Magazine Journal intime

Où il est question de dignité

Par Vivresansargent

07/11/2013

 Ce matin, sous un ciel gris, j’attends que le bar du village ouvre. Il est 6h30. Je me suis réveillé tôt, un peu après 4h30. Je suis resté allongé un moment, dans mon duvet, pensant que ce réveil serait peut être bref. Mais, tandis que les minutes défilaient en silence, telles de discrets soldats en pantoufle, mes paupières restaient fermement agrippées au point lumineux de la multiprise sur ma gauche. Ce point rouge sang, indique que le courant passe bien en son sein. Il passe aussi très bien en mon sein. Je ne dormirais plus ce matin. Je m’assois donc, les jambes croisés, pour une séance de méditation bien matinale. Les livres disent que lorsque l’on pratique assidûment la méditation, le nombre d’heures de sommeil nécessaire à une bonne récupération diminue. Je confirme ce que disent les livres. C’est frappant. Depuis plusieurs mois que je m’astreins à une discipline méditative, mes nuits sont de plus en plus courtes mais pas moins récupératrices pour autant. Hier soir, j’ai stoppé la musique et le chant à 23h pour me laisser aller doucement dans les bras de la douce Morphée. Je ne ressens aucune douleur particulière après avoir parcouru la première moitié de mon voyage pour Saint Jacques. Évidemment, en fin d’étape, mes pieds sont plus ou moins meurtris. Mais, chaque nuit, je fais confiance à Morphée et à ses fidèles assistants pour me régénérer. Je lui parle. Dans ce que certains nommeraient des prières, je lui remets ma chair usée et lui demande de faire ce qu’elle sait si bien faire et ce qu’elle ne demande qu’a faire, ragaillardir. Je lui dis que je maintiendrais toute la nuit durant les portes grandes ouvertes. Je lui précise que chez moi, elle est chez elle. Qu’elle peut se servir dans le frigidaire, se faire une boisson chaude si la nuit est fraîche et qu’elle peut ouvrir les fenêtres si au contraire, l’air demande à être secoué. Ainsi, chaque matin, je suis frais et disposé à marcher autour de 25 kilomètres.

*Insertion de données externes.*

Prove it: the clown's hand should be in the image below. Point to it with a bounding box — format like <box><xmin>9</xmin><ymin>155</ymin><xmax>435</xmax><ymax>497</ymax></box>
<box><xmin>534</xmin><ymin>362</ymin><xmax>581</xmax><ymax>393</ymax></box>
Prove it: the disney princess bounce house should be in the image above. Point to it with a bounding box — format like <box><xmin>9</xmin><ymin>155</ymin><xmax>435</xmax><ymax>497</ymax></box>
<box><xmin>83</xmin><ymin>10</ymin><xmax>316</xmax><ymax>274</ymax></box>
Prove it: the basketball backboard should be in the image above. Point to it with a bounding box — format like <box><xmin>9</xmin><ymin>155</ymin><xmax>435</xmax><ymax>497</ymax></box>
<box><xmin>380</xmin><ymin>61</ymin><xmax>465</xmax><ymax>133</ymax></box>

Ce matin donc, au bar du village, j’ai rendez vous avec Patrick, pour lui rendre les clés du local dans lequel j’ai dormis. Je lui offre un café. Il est content. Je suis content. Tout va bien.

En début d’après midi, après une étape rondement menée, je me ballade dans Limoges. Rien ne se passe. La ville me laisse de marbre tant elle est drôlement agencée. Je ne comprend pas cette ville. Il semblerait qu’il y est plusieurs soit disant centres ville, une cathédrale superbe mais très excentrée et que les habitants peinent à m’indiquer. Pas de quartier qui semble plus vivant que les autres. Rien qui ne se démarque. En fait, mon seul plaisir vient de mon nouveau pantalon. Depuis des jours que je traverse mon pays avec un froc rafistolé de toutes parts, ne maintenant ma dignité qu’a l’aide de quelques épingles à nourrice, je me devais de m’équiper rapidement. Comme en France, les achats ne sont possibles qu’en ville, il m’a fallu patienter. Aujourd’hui, c’est chose faite. Les gens a qui je vais parler, vont pouvoir de nouveau me regarder dans les yeux.

Ce soir, je dors chez les sœurs Franciscaines de Limoges. Avant de me mettre dans mon lit pour bouquiner, je souhaite remercier Patrick pour m’avoir permis de m’abriter la nuit dernière. Je remercie également les nuages d’avoir gardés leurs gouttes toute la sainte journée. Je remercie l’ancienne N20 d’être ancienne et donc presque déserte. Je remercie la sœur de m’avoir fait la nuit à 10 euros au lieu de 15 et enfin je remercie mes yeux de voir, mes oreilles d’entendre, mes jambes de bouger, mon nez de frémir et mon cœur de me donner la mesure.